Nine payloads, including MERSI-III and HIRAS-II, give you vertical profiling across multiple spectral bands, capturing atmospheric dynamics from surface to upper levels with precision earlier systems couldn't match.
You get all-weather, quantitative, multi-spectral data that reveals how temperature, moisture, and composition shift throughout the column.
The GAS-II instrument extends this further, monitoring greenhouse gas concentrations across four spectral bands from near-infrared to shortwave infrared at a 100km swath width—the first system achieving true global greenhouse gas coverage.
Together, these instruments transform how you track climate variables, delivering actionable data that supports both scientific modeling and environmental compliance verification. This kind of satellite-based global coverage echoes earlier milestones in space-based Earth observation, such as Canada's Alouette 1 ionospheric research, which demonstrated how orbital platforms could gather atmospheric data inaccessible to ground-based systems alone. FY-3 represents China's second-generation polar-orbiting meteorological satellites, marking a significant advancement in global atmospheric monitoring capability. The satellite's atmospheric products are made broadly accessible through an open data policy, supporting integration into global climate research and earth system studies.
Why Fengyun-3's Data Shapes International Carbon Policy
Global access to Fengyun-3's data transforms how carbon policy gets made. You're now working with satellite measurements covering 242 countries, giving policymakers tools for genuine policy transparency across borders. This data also drives market alignment by standardizing how financial institutions assess climate risk.

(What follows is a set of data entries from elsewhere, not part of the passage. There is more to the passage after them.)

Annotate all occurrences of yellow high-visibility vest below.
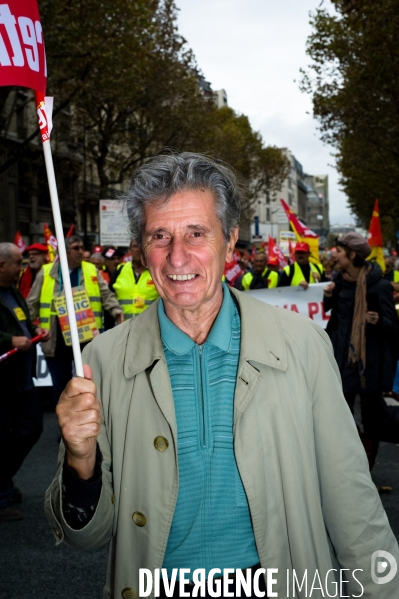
[241,267,278,291]
[283,262,324,287]
[39,261,103,331]
[113,262,159,319]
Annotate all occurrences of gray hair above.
[122,152,242,247]
[65,235,83,250]
[0,241,21,262]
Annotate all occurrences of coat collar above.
[123,288,287,378]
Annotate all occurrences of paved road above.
[0,413,399,599]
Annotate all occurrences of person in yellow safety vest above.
[241,252,278,291]
[26,235,123,404]
[278,241,327,289]
[109,241,159,319]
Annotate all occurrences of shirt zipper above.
[197,345,206,449]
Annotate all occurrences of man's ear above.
[226,227,240,262]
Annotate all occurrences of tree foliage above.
[198,106,290,223]
[0,0,286,233]
[301,0,399,239]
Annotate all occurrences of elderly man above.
[27,235,123,403]
[46,153,399,599]
[18,243,48,299]
[0,243,49,521]
[278,241,327,289]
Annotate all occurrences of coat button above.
[121,587,137,599]
[154,436,169,451]
[132,512,147,526]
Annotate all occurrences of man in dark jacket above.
[324,232,397,469]
[0,243,48,520]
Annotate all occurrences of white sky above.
[176,0,353,224]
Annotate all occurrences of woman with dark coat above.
[324,232,398,470]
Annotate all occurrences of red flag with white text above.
[14,231,26,254]
[43,223,58,262]
[268,235,287,268]
[0,0,47,94]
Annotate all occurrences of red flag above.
[367,200,382,247]
[367,200,385,272]
[268,236,287,268]
[280,200,318,239]
[223,253,244,285]
[0,0,47,94]
[14,231,26,254]
[43,223,58,262]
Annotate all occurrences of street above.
[0,412,399,599]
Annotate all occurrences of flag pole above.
[36,94,84,377]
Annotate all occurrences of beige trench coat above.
[45,291,399,599]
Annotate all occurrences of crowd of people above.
[0,154,399,598]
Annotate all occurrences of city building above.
[251,148,328,241]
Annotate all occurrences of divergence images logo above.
[371,549,398,584]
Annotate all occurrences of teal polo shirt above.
[158,283,259,578]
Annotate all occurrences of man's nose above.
[169,237,190,268]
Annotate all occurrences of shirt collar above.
[158,283,236,355]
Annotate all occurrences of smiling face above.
[143,189,238,321]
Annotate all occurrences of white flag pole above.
[38,92,84,377]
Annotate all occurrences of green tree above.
[301,0,399,235]
[198,106,289,229]
[40,0,216,197]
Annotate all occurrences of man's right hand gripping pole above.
[56,364,101,480]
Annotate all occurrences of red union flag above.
[0,0,47,94]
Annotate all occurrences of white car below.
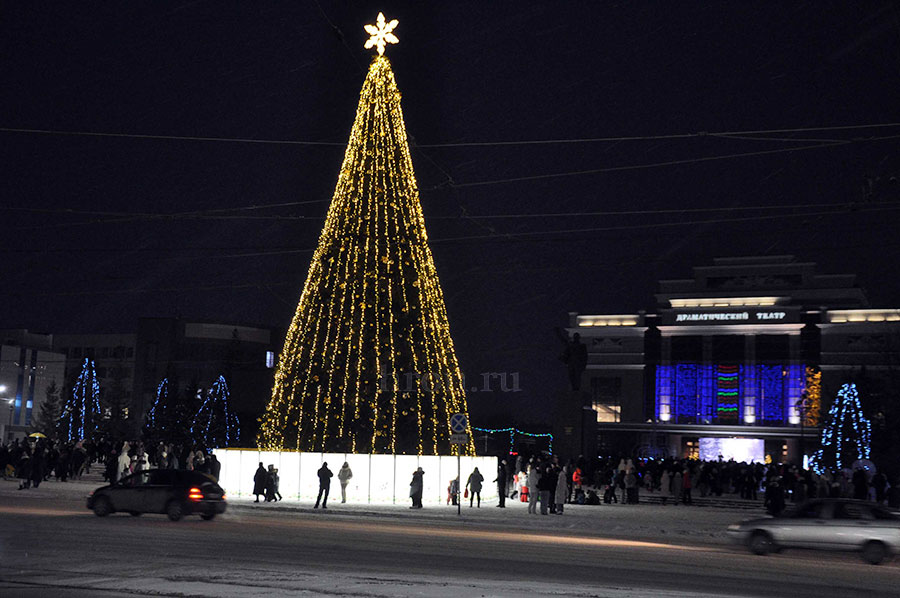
[728,498,900,565]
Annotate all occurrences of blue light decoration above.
[656,363,806,425]
[758,365,786,423]
[191,376,240,448]
[656,365,675,422]
[716,365,740,424]
[672,363,699,423]
[146,378,169,432]
[59,358,100,442]
[472,426,553,455]
[810,383,872,473]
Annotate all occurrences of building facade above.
[568,256,900,462]
[0,329,66,441]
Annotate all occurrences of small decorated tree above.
[191,376,240,448]
[811,383,872,473]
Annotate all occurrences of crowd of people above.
[0,437,221,490]
[8,437,900,515]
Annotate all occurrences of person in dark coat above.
[409,467,425,509]
[103,449,119,484]
[31,448,45,488]
[266,463,276,502]
[466,467,484,509]
[494,459,509,509]
[765,477,784,517]
[253,463,269,502]
[313,463,334,509]
[209,455,222,482]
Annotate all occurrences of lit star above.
[365,13,400,55]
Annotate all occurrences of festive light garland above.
[810,383,872,473]
[802,367,822,427]
[191,376,240,448]
[59,358,100,442]
[146,378,169,432]
[257,21,475,455]
[472,427,553,455]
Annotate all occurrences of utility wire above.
[0,122,900,148]
[0,200,896,226]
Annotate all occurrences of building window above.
[591,378,622,423]
[684,440,700,459]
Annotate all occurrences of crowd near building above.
[563,256,900,464]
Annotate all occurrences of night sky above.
[0,0,900,425]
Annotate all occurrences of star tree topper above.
[365,12,400,56]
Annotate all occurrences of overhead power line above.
[0,122,900,148]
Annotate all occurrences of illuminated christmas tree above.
[811,384,872,473]
[60,359,101,442]
[257,14,474,455]
[191,376,240,448]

Here's what Fengyun-3's data delivers for carbon policy:
- Tracks CO₂ and methane across regions with high precision
- Identifies methane ultra-emitters in the Middle East, Central Asia, Russia, and the United States
- Enables sub-provincial analysis across 36,563 regions for localized targeting
- Supports green finance by verifying emissions for investment decisions
- Calibrates Earth System Models to sharpen long-term climate projections
You're no longer relying on estimates. Reliable satellite data means stronger, evidence-backed climate commitments worldwide. The Fengyun satellite network currently serves 150,000 users in 130 countries, expanding the reach of this evidence base across virtually every major emitting nation. Satellite imagery also provides independent evidence that is less subject to censorship or intimidation, reinforcing the credibility of emissions data used in international negotiations. Just as Energy Aware Scheduling optimizes task distribution across processor cores by tracking real-time load data, Fengyun-3's continuous emissions monitoring allows climate policy frameworks to dynamically allocate regulatory focus where it is needed most.